Da das Studium alleine aber schon teuer genug ist möchte ich nicht all zu viel Geld investieren.
Der Mediamarkt hat gerade ein Angebot, aber ich kann das nicht einschätzen.
http://www.mediamarkt.de/notebooks/...=5&navi_seite=1&scroll=561&rand=&flash_link=0
Auch weiß ich nicht ob für meine Zwecke ein 13,3'' oder ein 15,4'' Notebook besser geeignet ist. Das eine ist leichter (aber gefühlt teurer bei gleicher Leistung), das andere hat halt ein größeres Display, ist aber schwerer....

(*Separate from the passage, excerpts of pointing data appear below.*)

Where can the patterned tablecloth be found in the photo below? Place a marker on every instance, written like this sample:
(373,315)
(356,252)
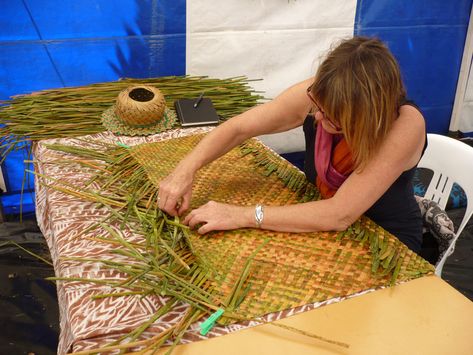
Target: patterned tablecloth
(85,322)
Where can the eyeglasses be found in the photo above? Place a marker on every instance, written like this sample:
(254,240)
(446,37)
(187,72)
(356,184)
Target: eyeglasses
(324,116)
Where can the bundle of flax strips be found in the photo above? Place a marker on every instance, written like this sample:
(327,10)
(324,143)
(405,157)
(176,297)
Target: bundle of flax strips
(231,276)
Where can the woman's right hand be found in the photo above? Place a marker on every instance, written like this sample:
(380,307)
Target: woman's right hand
(175,191)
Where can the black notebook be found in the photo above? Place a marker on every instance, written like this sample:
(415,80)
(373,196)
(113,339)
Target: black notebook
(202,115)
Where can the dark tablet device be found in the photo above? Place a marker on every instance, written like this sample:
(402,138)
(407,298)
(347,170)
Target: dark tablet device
(196,112)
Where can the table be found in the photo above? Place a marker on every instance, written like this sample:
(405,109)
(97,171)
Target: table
(422,316)
(87,323)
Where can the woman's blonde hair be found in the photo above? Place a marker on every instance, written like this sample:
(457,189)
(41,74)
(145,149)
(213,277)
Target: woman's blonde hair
(359,86)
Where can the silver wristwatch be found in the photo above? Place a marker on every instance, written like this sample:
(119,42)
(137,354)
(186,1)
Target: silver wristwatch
(259,215)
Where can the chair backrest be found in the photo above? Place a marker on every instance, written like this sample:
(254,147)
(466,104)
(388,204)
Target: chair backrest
(451,162)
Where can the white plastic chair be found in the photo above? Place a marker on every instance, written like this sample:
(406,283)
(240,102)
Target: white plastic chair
(451,162)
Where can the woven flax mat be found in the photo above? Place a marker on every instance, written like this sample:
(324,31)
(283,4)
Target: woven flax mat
(290,269)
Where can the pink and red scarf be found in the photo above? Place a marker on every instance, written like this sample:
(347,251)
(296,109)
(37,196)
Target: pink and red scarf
(333,161)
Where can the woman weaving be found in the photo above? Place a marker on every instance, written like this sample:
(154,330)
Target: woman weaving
(363,142)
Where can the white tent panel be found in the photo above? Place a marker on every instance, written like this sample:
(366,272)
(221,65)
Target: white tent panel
(280,42)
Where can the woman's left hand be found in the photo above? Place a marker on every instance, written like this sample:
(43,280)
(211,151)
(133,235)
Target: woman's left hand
(219,216)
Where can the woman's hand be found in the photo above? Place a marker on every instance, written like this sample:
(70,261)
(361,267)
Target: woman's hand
(175,192)
(220,216)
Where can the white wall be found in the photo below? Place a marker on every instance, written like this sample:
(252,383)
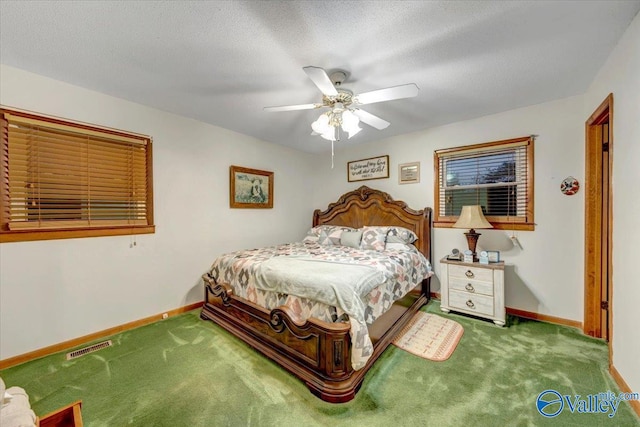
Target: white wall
(621,76)
(53,291)
(546,276)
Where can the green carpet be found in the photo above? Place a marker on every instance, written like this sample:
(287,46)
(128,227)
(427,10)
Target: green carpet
(184,371)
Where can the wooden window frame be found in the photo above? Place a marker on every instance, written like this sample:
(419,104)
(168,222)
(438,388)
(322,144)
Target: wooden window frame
(525,223)
(66,229)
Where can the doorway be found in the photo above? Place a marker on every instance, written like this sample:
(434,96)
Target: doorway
(598,222)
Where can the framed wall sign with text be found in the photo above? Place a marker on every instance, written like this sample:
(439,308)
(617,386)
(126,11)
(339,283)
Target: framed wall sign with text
(409,173)
(373,168)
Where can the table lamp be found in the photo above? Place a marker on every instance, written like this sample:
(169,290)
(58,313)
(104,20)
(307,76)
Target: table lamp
(471,217)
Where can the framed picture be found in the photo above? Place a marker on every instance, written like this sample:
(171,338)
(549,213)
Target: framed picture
(409,173)
(373,168)
(250,188)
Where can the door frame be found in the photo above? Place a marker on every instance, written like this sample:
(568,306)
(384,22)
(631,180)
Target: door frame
(593,280)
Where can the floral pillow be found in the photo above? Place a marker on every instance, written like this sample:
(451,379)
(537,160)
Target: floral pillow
(327,234)
(374,238)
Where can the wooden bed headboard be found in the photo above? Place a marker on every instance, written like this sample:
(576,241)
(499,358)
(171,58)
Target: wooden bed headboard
(366,206)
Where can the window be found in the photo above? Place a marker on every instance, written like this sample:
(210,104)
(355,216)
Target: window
(496,175)
(63,179)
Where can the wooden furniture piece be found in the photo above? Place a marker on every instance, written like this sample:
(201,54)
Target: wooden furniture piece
(473,288)
(68,416)
(317,352)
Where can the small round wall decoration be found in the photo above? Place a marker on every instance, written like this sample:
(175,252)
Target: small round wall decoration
(569,186)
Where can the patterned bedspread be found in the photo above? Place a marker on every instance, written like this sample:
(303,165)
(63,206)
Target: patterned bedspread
(404,270)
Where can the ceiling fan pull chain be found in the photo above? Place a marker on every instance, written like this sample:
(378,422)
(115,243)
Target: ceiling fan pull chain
(332,154)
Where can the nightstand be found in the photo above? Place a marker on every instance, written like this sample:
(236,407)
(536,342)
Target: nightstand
(473,288)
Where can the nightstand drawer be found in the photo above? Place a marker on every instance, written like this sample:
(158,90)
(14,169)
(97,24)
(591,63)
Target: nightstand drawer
(471,286)
(471,303)
(475,273)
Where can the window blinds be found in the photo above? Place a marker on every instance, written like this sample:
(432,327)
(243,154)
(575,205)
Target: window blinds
(497,176)
(66,176)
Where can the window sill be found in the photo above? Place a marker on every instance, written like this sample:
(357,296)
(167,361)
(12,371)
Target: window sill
(31,235)
(518,226)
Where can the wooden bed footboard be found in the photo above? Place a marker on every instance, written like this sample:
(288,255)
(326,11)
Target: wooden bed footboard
(317,352)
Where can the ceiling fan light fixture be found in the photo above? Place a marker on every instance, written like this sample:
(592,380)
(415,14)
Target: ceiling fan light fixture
(321,125)
(329,134)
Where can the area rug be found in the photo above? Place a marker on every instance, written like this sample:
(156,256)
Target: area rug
(430,336)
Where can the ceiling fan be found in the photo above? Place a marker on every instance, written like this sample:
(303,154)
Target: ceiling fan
(344,112)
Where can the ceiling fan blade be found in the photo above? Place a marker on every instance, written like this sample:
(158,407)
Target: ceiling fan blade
(292,107)
(320,78)
(388,94)
(371,120)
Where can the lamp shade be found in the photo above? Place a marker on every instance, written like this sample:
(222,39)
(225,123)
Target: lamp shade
(472,217)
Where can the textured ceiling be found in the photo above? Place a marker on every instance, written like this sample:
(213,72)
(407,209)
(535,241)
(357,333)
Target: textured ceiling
(221,62)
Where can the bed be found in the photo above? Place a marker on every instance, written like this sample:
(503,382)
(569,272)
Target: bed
(315,340)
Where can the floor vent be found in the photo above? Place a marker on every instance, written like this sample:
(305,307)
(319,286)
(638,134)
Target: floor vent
(95,347)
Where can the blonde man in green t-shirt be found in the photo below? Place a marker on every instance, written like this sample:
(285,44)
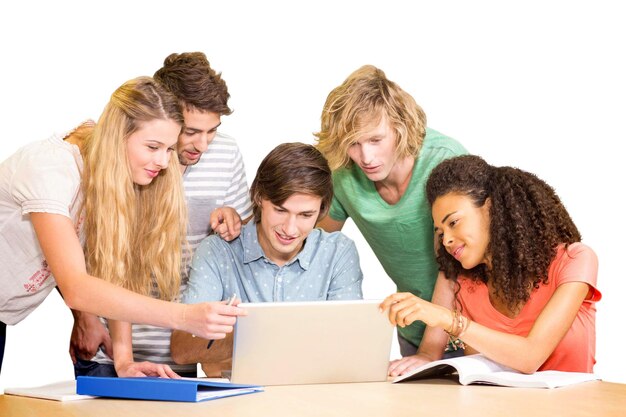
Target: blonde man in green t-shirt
(375,138)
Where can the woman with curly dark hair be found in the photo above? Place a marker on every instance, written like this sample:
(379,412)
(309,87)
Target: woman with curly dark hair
(515,284)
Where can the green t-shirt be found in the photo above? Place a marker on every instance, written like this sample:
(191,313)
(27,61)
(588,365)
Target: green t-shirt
(401,235)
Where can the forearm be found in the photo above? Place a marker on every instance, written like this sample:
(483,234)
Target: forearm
(121,335)
(187,349)
(92,295)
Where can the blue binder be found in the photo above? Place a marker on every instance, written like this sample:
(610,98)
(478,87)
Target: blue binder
(160,389)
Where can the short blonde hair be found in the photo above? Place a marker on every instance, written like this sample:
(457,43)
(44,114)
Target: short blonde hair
(363,99)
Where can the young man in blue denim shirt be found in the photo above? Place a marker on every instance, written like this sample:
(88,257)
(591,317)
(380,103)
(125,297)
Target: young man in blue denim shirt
(278,257)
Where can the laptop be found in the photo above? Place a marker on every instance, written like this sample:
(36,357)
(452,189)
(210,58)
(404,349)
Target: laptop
(311,342)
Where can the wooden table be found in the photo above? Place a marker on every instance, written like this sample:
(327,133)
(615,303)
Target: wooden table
(440,398)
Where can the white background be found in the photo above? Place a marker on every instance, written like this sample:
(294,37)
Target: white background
(538,85)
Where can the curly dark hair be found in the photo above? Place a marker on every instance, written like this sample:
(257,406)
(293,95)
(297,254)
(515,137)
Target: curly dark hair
(527,224)
(191,79)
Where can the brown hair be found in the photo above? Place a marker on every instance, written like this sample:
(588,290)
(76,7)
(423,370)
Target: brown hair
(527,224)
(191,79)
(288,169)
(363,99)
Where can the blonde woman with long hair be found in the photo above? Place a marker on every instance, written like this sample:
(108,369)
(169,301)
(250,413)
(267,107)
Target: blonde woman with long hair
(97,213)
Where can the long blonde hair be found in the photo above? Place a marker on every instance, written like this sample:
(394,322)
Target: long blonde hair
(134,234)
(361,100)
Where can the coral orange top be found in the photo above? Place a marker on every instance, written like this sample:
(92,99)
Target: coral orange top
(576,351)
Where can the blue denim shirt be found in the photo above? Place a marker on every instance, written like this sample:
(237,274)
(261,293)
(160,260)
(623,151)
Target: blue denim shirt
(327,268)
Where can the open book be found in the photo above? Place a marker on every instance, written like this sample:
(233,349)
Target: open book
(477,369)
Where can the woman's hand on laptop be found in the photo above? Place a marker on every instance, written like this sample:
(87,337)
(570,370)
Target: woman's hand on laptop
(211,320)
(408,363)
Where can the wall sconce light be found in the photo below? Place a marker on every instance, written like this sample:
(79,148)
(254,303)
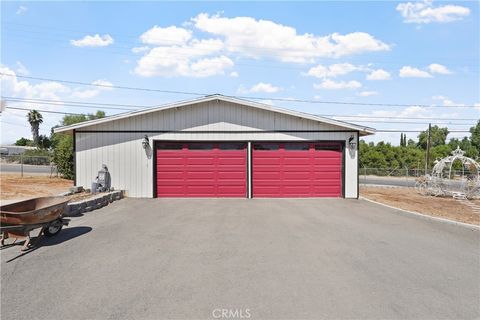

Könnt ihr mir eine Empfehlung geben? Danke...


----------



## chmee (15. Dezember 2009)

Die Menge an Laptops macht es schwer, eine klare Empfehlung zu geben. Zum Tippen und mitscribbeln würde ein 13" reichen, dann bitte mit mindestens 1280px horiz. Auflösung. Ich würde im Unifall auch einen Schwerpunkt auf lange Akkulaufzeit legen. Die Grafikkarte (Intel 4500) im Linkbeispiel ist unter aller Sau, auch da würde ich zumindest auf Nvidia oder ATI/AMD-Chipsatz Wert legen.

Stöbern und vergleichen : http://www.notebooksbilliger.de

mfg chmee


----------



## Johannes7146 (15. Dezember 2009)

der Link von chmee ist schonmal ganz gut 
Zum Thema Grafik und Akku.:
Eine Onboardkarte wie die intel 4500 nimmt weniger Strom auf als eine mit dediziertem Speicher von amd oder nvidia. Es gibt Hybritlösugnen, welche beides beinhalten und man zwischen Grafikleistung und Stromsparen umschalten kann (das wird aber sicherlich nicht in seinem Preisramen liegen).
Ich selbst habe nur eine X3100 (ist glaub der vorgänger der 4500) und mir reicht die Leistung vollkommen aus. (Programmieren, Officearbeiten, Flash(im Internet), Videos schauen, Bildbearbeitung ist kein Problem). Wenn du mit dem Laptop auch zocken und Videobearbeitung vorharst dann solltest du evtl. doch zu einer "richtigen" Grafiklösung greifen.

Gute Qualität bieten meiner Meinung nach Dell und Lenovo. Ein gutes Preisleistungsverhältniss findest du sicherlich bei Asus. Bitte denke daran das ein Acer mit supertollen Komponenten (und Design) sicherlich billiger ist als ein durchschnittliches Thinkpad (Lenovo). Allerdings gibt es dabei dann auch Unterschiede bei der Verarbeitung und der zu erwartenden Lebensdauer des Gerätes.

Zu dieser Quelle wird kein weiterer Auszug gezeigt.